Nova regra da Reforma Tributária afetará autônomos, prestadores de serviço e produtores rurais; governo cria sistema simplificado para reduzir burocracia
A Receita Federal anunciou nesta sexta-feira (26) o adiamento da nova regra que obrigará parte das pessoas físicas a realizar inscrição no Cadastro Nacional da Pessoa Jurídica (CNPJ) para emissão de documentos fiscais dentro das mudanças previstas pela Reforma Tributária brasileira.
Inicialmente prevista para entrar em vigor em 1º de julho deste ano, a exigência agora foi oficialmente prorrogada e passará a valer apenas em 1º de janeiro de 2027, dando mais tempo para adaptação dos contribuintes e para o desenvolvimento de um novo sistema simplificado de cadastro.
A decisão foi tomada em conjunto pela Receita Federal e pelo Comitê Gestor do Imposto sobre Bens e Serviços (CGIBS), responsável pela regulamentação do novo modelo tributário criado pela reforma sobre o consumo.
A mudança, no entanto, não significa que toda pessoa física precisará abrir uma empresa ou ter um CNPJ.
A obrigatoriedade será direcionada apenas a pessoas que exercem atividades econômicas específicas e precisam emitir documentos fiscais dentro do novo sistema criado pela reforma.
Quem pode ser afetado pelas novas regras
Entre os grupos que devem ficar atentos às mudanças estão trabalhadores autônomos, prestadores de serviço independentes e fornecedores que atuam de forma habitual e possuem faturamento anual superior a R$ 40,5 mil.
No caso dos produtores rurais, a exigência será aplicada para aqueles que possuem faturamento bruto superior a R$ 3,6 milhões por ano.

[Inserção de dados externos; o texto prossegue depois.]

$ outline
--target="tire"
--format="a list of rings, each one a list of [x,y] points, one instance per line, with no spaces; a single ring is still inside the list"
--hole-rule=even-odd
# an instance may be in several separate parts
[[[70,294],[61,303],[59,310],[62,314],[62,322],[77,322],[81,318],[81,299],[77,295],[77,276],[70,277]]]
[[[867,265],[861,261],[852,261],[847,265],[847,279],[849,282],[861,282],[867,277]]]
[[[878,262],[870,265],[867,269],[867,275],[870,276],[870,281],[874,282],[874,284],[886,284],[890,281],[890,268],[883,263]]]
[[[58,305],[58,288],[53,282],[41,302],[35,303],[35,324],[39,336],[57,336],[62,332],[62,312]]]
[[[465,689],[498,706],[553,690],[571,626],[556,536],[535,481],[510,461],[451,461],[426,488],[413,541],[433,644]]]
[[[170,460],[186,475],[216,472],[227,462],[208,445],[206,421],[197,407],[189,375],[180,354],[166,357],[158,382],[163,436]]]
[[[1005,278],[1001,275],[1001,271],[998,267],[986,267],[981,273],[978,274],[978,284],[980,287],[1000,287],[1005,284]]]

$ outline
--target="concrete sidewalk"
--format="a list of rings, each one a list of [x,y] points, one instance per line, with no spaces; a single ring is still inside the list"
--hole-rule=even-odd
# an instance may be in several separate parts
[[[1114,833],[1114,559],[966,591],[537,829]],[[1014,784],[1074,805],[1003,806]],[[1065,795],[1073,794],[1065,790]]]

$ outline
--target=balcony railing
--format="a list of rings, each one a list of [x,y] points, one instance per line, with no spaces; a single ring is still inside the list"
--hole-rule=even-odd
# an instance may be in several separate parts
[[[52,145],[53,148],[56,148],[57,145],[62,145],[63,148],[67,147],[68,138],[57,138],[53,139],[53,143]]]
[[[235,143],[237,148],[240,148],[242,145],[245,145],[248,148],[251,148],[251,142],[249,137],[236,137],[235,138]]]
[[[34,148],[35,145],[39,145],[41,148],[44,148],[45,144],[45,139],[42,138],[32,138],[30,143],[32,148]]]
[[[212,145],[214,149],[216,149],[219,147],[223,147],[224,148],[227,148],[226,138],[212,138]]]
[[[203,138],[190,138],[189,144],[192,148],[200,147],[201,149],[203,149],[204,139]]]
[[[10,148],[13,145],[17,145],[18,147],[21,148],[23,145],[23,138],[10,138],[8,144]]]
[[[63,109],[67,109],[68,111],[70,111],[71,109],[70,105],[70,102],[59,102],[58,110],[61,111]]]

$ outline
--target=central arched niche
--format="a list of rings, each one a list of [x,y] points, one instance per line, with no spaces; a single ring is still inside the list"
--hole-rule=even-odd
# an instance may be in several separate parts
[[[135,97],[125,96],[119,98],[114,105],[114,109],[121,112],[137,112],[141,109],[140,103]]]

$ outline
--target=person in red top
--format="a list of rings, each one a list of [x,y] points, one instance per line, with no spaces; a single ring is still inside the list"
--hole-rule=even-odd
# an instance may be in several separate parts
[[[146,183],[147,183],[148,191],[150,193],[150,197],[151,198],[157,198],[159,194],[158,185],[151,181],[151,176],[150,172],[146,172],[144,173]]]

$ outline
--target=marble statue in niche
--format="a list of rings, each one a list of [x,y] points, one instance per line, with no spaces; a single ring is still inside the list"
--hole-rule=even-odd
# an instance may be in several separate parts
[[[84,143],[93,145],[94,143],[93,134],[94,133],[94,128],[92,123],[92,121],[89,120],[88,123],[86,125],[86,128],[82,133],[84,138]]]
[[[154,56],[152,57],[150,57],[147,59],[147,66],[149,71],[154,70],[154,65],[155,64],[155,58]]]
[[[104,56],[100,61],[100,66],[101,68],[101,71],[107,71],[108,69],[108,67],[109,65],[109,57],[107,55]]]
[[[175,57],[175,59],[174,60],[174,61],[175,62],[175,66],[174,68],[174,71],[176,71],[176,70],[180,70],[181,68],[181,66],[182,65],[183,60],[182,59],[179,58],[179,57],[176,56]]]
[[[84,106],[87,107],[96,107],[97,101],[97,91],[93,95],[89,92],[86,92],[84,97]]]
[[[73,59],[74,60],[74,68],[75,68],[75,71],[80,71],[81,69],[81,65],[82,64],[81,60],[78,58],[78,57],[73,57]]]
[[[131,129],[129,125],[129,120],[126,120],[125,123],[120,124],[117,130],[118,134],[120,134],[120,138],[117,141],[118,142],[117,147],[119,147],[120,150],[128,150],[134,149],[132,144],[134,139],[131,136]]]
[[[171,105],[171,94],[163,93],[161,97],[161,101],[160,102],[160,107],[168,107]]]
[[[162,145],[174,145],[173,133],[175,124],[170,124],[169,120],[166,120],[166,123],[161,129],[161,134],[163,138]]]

Já trabalhadores com carteira assinada, aposentados sem atividade econômica própria, consumidores finais e investidores pessoa física não entram, em regra, nessa obrigação.
Reforma cria nova categoria de nanoempreendedor
Uma das novidades trazidas pela Reforma Tributária é a criação da categoria de nanoempreendedor, destinada a trabalhadores de pequeno porte.
Pelas regras atuais, quem fatura até R$ 40,5 mil por ano, valor equivalente à metade do limite permitido para o Microempreendedor Individual (MEI), ficará dispensado da obrigatoriedade de inscrição no CNPJ para fins de recolhimento dos novos tributos.
Mesmo assim, especialistas alertam que fornecedores sem CNPJ podem enfrentar dificuldades para fechar contratos com empresas no futuro.
Isso acontece porque o novo sistema tributário permitirá abatimento de créditos fiscais ao longo da cadeia produtiva, fazendo com que empresas passem a priorizar fornecedores formalizados e aptos a emitir nota fiscal.
MEI continua sem mudanças
Para quem já atua como Microempreendedor Individual (MEI), nada muda.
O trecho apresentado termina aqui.